The genesis of Cultural Studies as a serious academic discipline can be traced back to the 1960s where Richard Hoggart and Stuart Hall first began to combine youth culture with literary theory and anthropology in order to create the Centre for Contemporary Cultural Studies at Birmingham University. These groups of academics were so influential that their methodology was later known simply as the ‘Birmingham School’.
Stuart Hall’s impact has been enormous, to the point that he is still widely used across all of the British A Level Media and Sociology curriculums: which is ironic considering how radical his initial thinking was.
His crucial insight was to consider how ethnic minorities negotiated mainstream media messages, a model that is now applied to all audiences consuming any media message. One has to only look at the Daily Mail comments section to see how much variety there is in audiences preferring or opposing the messages contained within what they read.

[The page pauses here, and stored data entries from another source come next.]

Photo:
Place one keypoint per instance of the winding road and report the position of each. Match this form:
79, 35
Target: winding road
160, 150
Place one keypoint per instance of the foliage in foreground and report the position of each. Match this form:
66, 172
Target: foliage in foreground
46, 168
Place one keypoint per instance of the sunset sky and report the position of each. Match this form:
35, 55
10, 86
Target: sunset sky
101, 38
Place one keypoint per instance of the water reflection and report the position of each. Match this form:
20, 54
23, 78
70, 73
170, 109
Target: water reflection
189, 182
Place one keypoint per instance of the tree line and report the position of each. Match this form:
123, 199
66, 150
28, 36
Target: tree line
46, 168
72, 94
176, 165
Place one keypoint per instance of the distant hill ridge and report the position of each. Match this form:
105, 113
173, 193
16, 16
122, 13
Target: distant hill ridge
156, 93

He taught across a number of disciplines at numerous institutions, beginning with Film and Media at London University before moving to Birmingham to establish Cultural Studies. He later edited the radical journal New Left Review before coining the term Thatcherism in an article in Marxism Today.
He was always a fiercely political figure and eloquently attacked the Moral economic populism of Thatcher and the quantitative ‘targets’ obsession of New Labour.
His progressive left-wing patriotism and egalitarian approach to inclusive media theories about ethnic and gendered audiences have made the British media industry an infinitely more interesting place, and he has inspired a generation of people to appreciate popular culture with the reverence it often deserves.